My blog has been moved to ariya.ofilabs.com.

Thursday, June 30, 2011

quaternion multiplication: two years later

Sometime back I wrote (fun fact: it's Google first hit for faster quaternion multiplication) about my favorite commit I did exactly two years ago to Qt :

git show cbc22908
commit cbc229081a9df67a577b4bea61ad6aac52d470cb
Author: Ariya Hidayat 
Date:   Tue Jun 30 11:18:03 2009 +0200

    Faster quaternion multiplications.
    
    Use the known factorization trick to speed-up quaternion multiplication.
    Now we need only 9 floating-point multiplications, instead of 16 (but
    at the cost of extra additions and subtractions).

Ages ago, during my Ph.D research, when I worked with a certain hardware platform (hint: it's not generalized CPU), minimizing the needed number of hardware multipliers with a very little impact in the computation speed makes a huge different. With today's advanced processor architecture armed with vectorized instructions and a really smart optimizing compiler, there is often no need to use the factorized version of the multiplication.

Side note: if you want to like quaternion, see this simple rotatation quiz which can be solved quite easily once you know quaternion.

I try to apply the same trick to PhiloGL, an excellent WebGL framework from Nicolas. Recently, to my delight, he added quaternion support to the accompanying math library in PhiloGL. I think this is a nice chance to try the old trick, as I had the expectation that reducing the number of multiplications from 16 to just 9 could give some slight performance advantage.
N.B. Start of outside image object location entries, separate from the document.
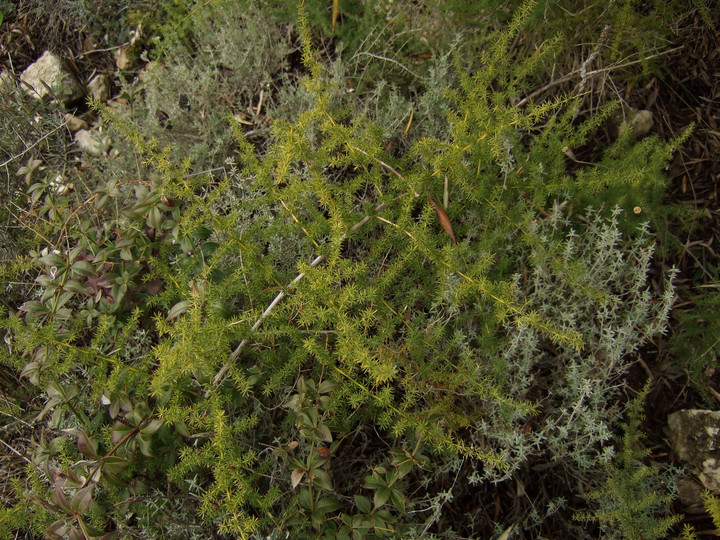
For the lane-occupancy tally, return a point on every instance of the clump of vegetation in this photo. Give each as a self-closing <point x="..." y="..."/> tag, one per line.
<point x="340" y="293"/>
<point x="634" y="495"/>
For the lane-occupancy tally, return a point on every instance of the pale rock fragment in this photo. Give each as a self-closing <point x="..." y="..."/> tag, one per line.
<point x="92" y="142"/>
<point x="49" y="76"/>
<point x="74" y="123"/>
<point x="693" y="437"/>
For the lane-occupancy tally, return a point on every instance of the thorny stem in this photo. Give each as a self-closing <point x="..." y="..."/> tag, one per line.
<point x="220" y="377"/>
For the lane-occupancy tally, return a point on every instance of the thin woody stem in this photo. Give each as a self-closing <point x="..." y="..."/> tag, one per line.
<point x="220" y="377"/>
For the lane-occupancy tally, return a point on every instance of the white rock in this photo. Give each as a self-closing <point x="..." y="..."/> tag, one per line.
<point x="74" y="123"/>
<point x="50" y="71"/>
<point x="92" y="141"/>
<point x="692" y="435"/>
<point x="99" y="87"/>
<point x="640" y="123"/>
<point x="6" y="81"/>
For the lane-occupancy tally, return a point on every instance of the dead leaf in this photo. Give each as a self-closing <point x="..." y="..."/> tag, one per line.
<point x="443" y="219"/>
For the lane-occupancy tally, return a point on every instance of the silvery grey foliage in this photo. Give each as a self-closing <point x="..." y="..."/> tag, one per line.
<point x="589" y="283"/>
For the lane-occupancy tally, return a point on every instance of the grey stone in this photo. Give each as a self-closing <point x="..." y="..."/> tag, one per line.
<point x="92" y="142"/>
<point x="50" y="76"/>
<point x="74" y="123"/>
<point x="6" y="81"/>
<point x="640" y="123"/>
<point x="693" y="435"/>
<point x="99" y="87"/>
<point x="690" y="494"/>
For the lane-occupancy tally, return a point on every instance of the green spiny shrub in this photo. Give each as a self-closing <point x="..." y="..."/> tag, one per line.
<point x="634" y="495"/>
<point x="239" y="334"/>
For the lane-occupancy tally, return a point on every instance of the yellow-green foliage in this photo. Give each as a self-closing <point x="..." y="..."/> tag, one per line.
<point x="632" y="502"/>
<point x="237" y="334"/>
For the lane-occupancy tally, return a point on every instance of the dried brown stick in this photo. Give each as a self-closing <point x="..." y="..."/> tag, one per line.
<point x="220" y="377"/>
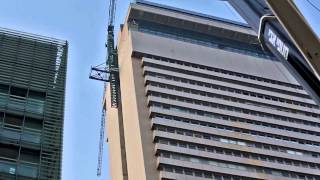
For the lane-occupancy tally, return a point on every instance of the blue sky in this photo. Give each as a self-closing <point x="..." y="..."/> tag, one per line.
<point x="83" y="24"/>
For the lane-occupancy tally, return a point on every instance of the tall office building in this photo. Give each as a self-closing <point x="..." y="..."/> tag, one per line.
<point x="32" y="88"/>
<point x="201" y="100"/>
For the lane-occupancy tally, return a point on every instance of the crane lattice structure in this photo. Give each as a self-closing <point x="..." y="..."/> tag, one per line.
<point x="108" y="72"/>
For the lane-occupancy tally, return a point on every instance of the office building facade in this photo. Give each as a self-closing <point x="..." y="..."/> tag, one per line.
<point x="32" y="90"/>
<point x="201" y="100"/>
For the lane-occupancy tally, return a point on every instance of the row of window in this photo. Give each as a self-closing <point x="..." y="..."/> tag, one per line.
<point x="22" y="154"/>
<point x="314" y="155"/>
<point x="236" y="119"/>
<point x="238" y="130"/>
<point x="233" y="141"/>
<point x="199" y="173"/>
<point x="202" y="39"/>
<point x="222" y="79"/>
<point x="21" y="92"/>
<point x="241" y="154"/>
<point x="230" y="89"/>
<point x="21" y="170"/>
<point x="222" y="164"/>
<point x="222" y="71"/>
<point x="20" y="122"/>
<point x="232" y="99"/>
<point x="22" y="99"/>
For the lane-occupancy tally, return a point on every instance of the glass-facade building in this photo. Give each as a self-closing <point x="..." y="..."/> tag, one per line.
<point x="32" y="90"/>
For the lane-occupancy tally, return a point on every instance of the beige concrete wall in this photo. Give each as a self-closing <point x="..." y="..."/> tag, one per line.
<point x="141" y="162"/>
<point x="114" y="143"/>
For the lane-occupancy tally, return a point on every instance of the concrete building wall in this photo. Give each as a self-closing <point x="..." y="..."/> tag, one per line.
<point x="193" y="110"/>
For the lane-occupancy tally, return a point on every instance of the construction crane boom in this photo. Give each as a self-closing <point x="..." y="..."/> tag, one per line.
<point x="108" y="72"/>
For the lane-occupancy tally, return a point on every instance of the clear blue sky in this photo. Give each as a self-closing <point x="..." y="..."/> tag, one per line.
<point x="83" y="24"/>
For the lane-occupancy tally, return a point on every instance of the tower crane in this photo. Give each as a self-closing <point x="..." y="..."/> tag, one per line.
<point x="108" y="72"/>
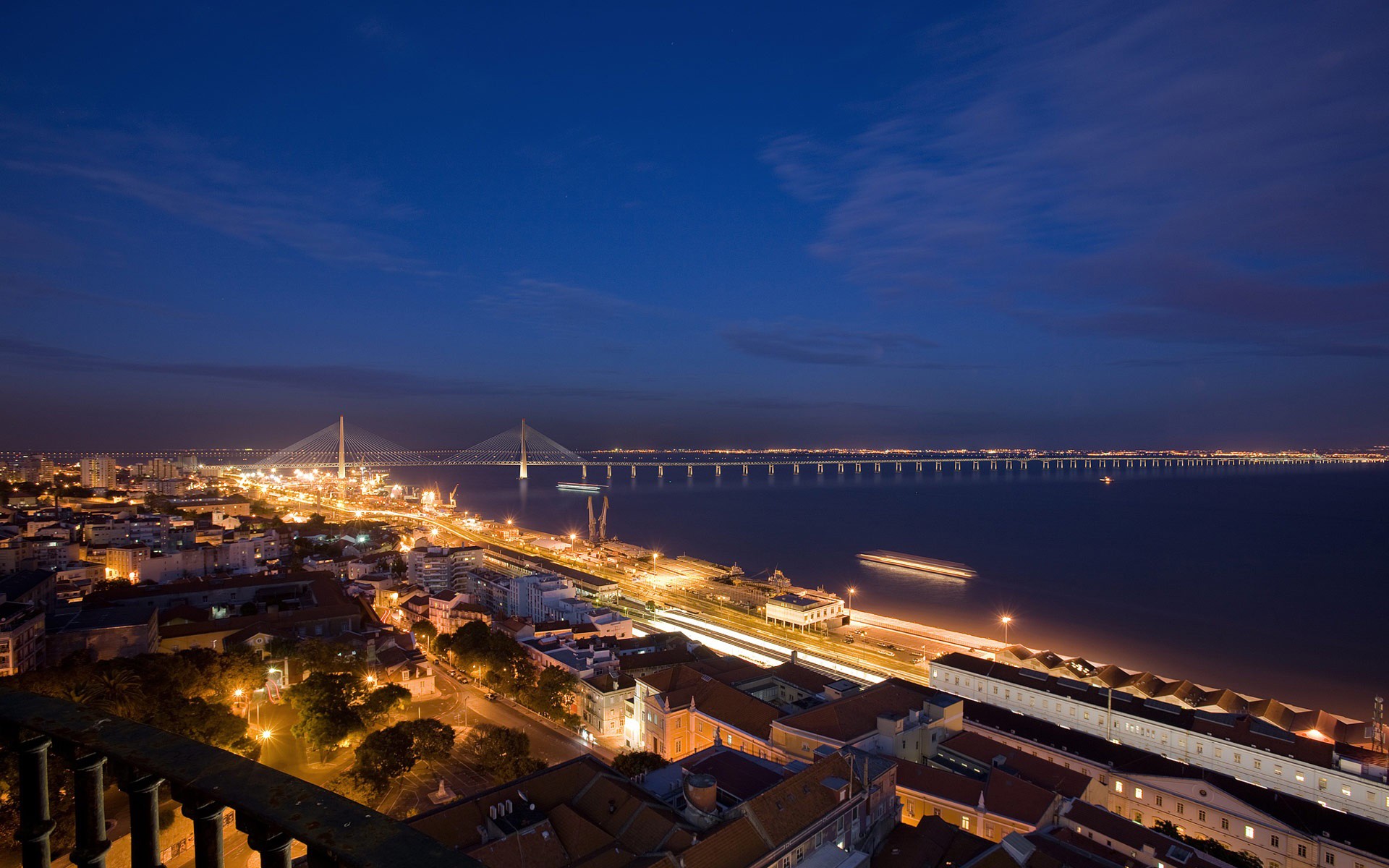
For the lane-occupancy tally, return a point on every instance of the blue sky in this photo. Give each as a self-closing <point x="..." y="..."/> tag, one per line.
<point x="785" y="224"/>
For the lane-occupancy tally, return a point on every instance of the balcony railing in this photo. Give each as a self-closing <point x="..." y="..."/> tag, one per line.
<point x="273" y="809"/>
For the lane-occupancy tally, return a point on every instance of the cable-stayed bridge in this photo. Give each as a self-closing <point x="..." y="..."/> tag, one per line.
<point x="341" y="446"/>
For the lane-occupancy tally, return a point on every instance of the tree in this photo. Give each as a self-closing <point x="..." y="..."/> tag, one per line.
<point x="386" y="753"/>
<point x="504" y="754"/>
<point x="551" y="694"/>
<point x="632" y="763"/>
<point x="359" y="786"/>
<point x="382" y="702"/>
<point x="434" y="739"/>
<point x="425" y="632"/>
<point x="326" y="706"/>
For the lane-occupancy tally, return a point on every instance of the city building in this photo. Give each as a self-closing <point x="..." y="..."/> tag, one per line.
<point x="990" y="807"/>
<point x="685" y="709"/>
<point x="98" y="472"/>
<point x="806" y="610"/>
<point x="606" y="705"/>
<point x="21" y="637"/>
<point x="102" y="632"/>
<point x="442" y="567"/>
<point x="893" y="718"/>
<point x="1280" y="830"/>
<point x="1238" y="745"/>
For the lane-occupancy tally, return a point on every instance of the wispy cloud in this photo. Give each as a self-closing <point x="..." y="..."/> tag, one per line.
<point x="560" y="306"/>
<point x="1171" y="173"/>
<point x="331" y="380"/>
<point x="815" y="344"/>
<point x="331" y="220"/>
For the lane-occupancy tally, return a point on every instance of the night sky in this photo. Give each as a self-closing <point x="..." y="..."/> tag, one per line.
<point x="1040" y="224"/>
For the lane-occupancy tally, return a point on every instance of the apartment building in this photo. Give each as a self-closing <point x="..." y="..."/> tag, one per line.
<point x="893" y="718"/>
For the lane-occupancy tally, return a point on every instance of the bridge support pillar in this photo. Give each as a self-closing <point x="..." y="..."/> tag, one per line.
<point x="143" y="798"/>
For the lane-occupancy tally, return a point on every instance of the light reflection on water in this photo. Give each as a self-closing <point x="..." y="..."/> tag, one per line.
<point x="1250" y="578"/>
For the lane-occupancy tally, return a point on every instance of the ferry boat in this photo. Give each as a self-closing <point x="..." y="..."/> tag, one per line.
<point x="924" y="564"/>
<point x="588" y="488"/>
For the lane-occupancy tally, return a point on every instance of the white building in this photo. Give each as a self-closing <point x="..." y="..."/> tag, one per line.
<point x="806" y="610"/>
<point x="1236" y="745"/>
<point x="98" y="472"/>
<point x="441" y="567"/>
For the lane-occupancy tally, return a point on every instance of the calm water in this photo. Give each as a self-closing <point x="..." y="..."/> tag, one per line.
<point x="1267" y="581"/>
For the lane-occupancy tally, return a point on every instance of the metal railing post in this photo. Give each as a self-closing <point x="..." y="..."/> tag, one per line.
<point x="143" y="796"/>
<point x="35" y="824"/>
<point x="270" y="842"/>
<point x="89" y="795"/>
<point x="208" y="831"/>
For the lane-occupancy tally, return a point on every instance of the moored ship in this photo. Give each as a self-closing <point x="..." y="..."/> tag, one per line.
<point x="922" y="564"/>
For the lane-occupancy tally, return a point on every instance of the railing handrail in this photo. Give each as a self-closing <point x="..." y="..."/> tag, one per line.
<point x="352" y="833"/>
It turns out that it is not the case, at least based on the benchmark tests running on modern browsers with very capable JavaScript engine. You can try the test yourself at jsperf.com/quaternion-multiplication. I have no idea whether this is due to JSPerf (very unlikely) or it's simply because the longer construct of the factorized version does not really speed-up anything. If any, seems that the amount of executed instruction matters more than whether addition is much faster than multiplication. And of course, we're talking about modern CPU, the difference is then becoming more subtle.

With the help of Nicolas, I tried various other tricks to help the JavaScript engine, mainly around different ways to prepare the persistent temporary variables: using normal properties, using Array, using Float32Array (at the cost of precision). Nothing leads to any significant improvement.
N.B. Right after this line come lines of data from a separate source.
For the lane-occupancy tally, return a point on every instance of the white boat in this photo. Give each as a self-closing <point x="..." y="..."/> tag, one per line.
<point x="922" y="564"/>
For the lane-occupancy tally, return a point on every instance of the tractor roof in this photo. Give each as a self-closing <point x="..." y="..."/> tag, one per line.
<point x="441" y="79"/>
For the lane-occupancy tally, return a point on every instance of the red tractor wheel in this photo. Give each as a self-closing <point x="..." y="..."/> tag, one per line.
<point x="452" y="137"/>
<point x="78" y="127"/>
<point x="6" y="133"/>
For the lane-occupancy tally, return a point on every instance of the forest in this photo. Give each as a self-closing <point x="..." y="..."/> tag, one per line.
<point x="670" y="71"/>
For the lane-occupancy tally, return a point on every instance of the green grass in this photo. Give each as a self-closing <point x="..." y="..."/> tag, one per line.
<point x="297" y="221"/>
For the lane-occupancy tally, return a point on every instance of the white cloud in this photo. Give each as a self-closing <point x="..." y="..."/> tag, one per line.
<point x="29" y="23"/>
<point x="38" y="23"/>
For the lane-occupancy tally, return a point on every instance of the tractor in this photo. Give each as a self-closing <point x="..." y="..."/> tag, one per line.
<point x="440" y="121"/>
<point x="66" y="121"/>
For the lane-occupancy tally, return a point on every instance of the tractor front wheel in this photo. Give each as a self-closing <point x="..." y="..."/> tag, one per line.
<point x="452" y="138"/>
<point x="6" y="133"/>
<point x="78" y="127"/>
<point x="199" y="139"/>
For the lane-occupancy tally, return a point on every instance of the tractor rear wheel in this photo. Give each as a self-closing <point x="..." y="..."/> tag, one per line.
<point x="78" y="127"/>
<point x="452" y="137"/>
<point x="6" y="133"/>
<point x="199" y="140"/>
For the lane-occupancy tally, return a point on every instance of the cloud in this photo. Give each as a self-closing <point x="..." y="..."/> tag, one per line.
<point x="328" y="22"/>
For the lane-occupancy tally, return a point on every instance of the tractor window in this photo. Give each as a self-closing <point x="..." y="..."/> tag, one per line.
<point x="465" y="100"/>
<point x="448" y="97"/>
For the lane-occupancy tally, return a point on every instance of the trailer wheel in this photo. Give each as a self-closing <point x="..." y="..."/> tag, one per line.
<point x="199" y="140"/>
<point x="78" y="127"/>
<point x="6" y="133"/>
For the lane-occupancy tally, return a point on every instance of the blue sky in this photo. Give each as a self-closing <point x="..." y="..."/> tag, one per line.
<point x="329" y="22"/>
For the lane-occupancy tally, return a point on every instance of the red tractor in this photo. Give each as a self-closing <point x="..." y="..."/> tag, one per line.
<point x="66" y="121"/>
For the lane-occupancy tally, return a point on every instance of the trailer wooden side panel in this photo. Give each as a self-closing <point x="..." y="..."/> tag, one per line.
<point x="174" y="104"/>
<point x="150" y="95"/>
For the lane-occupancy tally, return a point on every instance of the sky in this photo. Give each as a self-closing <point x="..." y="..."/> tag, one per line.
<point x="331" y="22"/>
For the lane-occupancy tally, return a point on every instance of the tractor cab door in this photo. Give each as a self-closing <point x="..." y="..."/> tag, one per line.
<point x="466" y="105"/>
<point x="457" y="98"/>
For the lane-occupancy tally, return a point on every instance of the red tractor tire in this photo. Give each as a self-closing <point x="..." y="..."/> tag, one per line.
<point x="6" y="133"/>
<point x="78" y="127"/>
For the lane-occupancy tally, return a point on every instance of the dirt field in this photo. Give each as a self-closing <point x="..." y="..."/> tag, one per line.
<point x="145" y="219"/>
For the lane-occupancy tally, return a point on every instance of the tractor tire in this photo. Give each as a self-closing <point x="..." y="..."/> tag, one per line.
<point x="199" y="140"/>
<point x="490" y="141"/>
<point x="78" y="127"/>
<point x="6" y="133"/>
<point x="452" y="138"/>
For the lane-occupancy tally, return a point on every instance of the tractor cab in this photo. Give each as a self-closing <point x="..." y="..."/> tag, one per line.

Of course if you have other tricks in your sleeve, I welcome you to try it with the benchmark. Meanwhile, let's hope that someday some JavaScript engine will run the factorized version faster. It's just a much cooler way to multiply quaternions!

6 comments:

Benoit Jacob said...

Well, multiplications are not really more expensive than additions or substractions on CPUs made in the past 5 years at least. What does matter though is pipelining so you can run a (multiplication,addition) pair in 1 cycle on recent enough Intel CPUs. This is one of the reasons why fast matrix product algorithms (that do fewer multiplications, but a bit more additions/substractions with a less regular pattern) are generally not yet worth it on current CPUs; I'd suspect the same thing to be biting you here.

Ariya Hidayat said...

@Benoit: I would be surprised if the factorized version can not be pipelined easily.
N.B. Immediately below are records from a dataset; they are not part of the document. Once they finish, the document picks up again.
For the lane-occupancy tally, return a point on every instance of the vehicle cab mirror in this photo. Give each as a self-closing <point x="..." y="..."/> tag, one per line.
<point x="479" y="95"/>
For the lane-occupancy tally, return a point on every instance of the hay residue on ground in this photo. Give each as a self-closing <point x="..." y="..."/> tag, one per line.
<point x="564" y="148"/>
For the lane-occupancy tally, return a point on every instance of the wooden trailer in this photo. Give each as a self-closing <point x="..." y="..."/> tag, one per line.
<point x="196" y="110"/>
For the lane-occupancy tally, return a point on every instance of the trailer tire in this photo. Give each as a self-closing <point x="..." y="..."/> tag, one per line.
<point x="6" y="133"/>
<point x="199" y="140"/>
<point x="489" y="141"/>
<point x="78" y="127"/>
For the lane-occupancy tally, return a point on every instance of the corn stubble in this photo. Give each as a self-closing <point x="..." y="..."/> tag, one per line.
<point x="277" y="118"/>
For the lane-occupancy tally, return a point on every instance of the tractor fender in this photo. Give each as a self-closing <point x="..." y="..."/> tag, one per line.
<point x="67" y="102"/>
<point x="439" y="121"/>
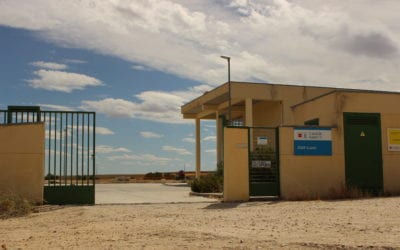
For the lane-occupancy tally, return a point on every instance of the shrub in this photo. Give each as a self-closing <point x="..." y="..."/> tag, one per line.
<point x="12" y="205"/>
<point x="211" y="183"/>
<point x="153" y="176"/>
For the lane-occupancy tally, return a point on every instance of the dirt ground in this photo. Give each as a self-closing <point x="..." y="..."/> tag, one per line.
<point x="368" y="223"/>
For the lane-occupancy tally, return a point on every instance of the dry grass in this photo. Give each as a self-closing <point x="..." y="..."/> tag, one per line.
<point x="342" y="192"/>
<point x="12" y="205"/>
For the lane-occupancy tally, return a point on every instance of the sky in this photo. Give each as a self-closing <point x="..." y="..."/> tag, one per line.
<point x="136" y="62"/>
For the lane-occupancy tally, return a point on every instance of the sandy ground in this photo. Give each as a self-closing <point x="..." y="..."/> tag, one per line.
<point x="368" y="223"/>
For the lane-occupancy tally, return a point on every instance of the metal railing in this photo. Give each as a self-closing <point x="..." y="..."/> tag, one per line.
<point x="69" y="143"/>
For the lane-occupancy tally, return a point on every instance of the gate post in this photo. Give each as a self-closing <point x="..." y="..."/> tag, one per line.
<point x="236" y="160"/>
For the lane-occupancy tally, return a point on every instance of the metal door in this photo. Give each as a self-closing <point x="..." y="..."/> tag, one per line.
<point x="264" y="162"/>
<point x="69" y="152"/>
<point x="363" y="151"/>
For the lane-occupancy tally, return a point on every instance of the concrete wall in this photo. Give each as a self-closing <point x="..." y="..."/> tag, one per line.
<point x="388" y="105"/>
<point x="309" y="176"/>
<point x="22" y="160"/>
<point x="330" y="110"/>
<point x="267" y="113"/>
<point x="287" y="95"/>
<point x="236" y="170"/>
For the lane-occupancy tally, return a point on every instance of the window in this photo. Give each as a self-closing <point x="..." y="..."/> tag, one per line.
<point x="312" y="122"/>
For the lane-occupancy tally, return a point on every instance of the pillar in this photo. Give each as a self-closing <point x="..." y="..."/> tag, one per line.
<point x="249" y="119"/>
<point x="198" y="148"/>
<point x="219" y="139"/>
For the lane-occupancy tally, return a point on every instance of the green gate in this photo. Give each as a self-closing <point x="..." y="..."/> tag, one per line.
<point x="69" y="152"/>
<point x="363" y="151"/>
<point x="264" y="161"/>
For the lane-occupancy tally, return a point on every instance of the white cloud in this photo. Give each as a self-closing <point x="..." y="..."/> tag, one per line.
<point x="148" y="134"/>
<point x="189" y="139"/>
<point x="62" y="81"/>
<point x="104" y="149"/>
<point x="49" y="65"/>
<point x="140" y="160"/>
<point x="141" y="68"/>
<point x="104" y="131"/>
<point x="76" y="61"/>
<point x="210" y="138"/>
<point x="180" y="151"/>
<point x="158" y="106"/>
<point x="336" y="43"/>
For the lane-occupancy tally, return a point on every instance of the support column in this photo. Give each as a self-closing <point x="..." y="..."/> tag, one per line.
<point x="219" y="139"/>
<point x="198" y="148"/>
<point x="249" y="119"/>
<point x="249" y="112"/>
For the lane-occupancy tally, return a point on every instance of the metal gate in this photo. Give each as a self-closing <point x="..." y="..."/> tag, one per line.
<point x="264" y="161"/>
<point x="69" y="152"/>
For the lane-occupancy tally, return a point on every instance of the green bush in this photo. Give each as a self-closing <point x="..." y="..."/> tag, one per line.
<point x="13" y="206"/>
<point x="153" y="176"/>
<point x="207" y="184"/>
<point x="211" y="183"/>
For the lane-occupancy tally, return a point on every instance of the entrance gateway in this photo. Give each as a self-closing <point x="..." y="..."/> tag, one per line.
<point x="263" y="161"/>
<point x="69" y="152"/>
<point x="363" y="151"/>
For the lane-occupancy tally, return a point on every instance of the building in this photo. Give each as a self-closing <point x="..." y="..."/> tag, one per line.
<point x="295" y="141"/>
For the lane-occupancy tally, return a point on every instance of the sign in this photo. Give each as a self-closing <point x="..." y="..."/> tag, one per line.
<point x="261" y="164"/>
<point x="312" y="141"/>
<point x="262" y="140"/>
<point x="394" y="139"/>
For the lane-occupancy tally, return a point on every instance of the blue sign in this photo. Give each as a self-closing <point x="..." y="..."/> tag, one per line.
<point x="312" y="141"/>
But in all cases, here I'm talking about running the different approaches *not* straight on the CPU, but via JavaScript engines. There are other factors kicking in, including the boxed model of JS object, JIT compiler, and trace optimization.

e.v.e said...

Actually putting things into Float64Array will help on recent V8 (see results for http://jsperf.com/quaternion-multiplication/7). Float64Array is always better then normal array if you do math with doubles --- on V8 it means one less indirection.

Regarding the factorized case. It suffers from increased register pressure. JIT has to work hard to do good register allocation. (I think in this case best register allocation requires quite complicated scheduling). On V8 due to some design decisions factorized case suffers excessive (non-factorized case uses 3 spill slots, factorized ~14) spilling (possibly into unaligned spill locations on ia32).

Ariya Hidayat said...

@e.v.e: Thanks for the comment, it's very insightful! And send my best to the rest of V8 team :)

The User said...

What is the result with C++ or ASM? There are many things which may influence the JavaScript performance, we could probably understand it better if the CPU aspect matters if you would try it with C++ or ASM.

Ariya Hidayat said...

@TheUser: For native (non JS), you just follow the previous blog entry I referred right in the beginning.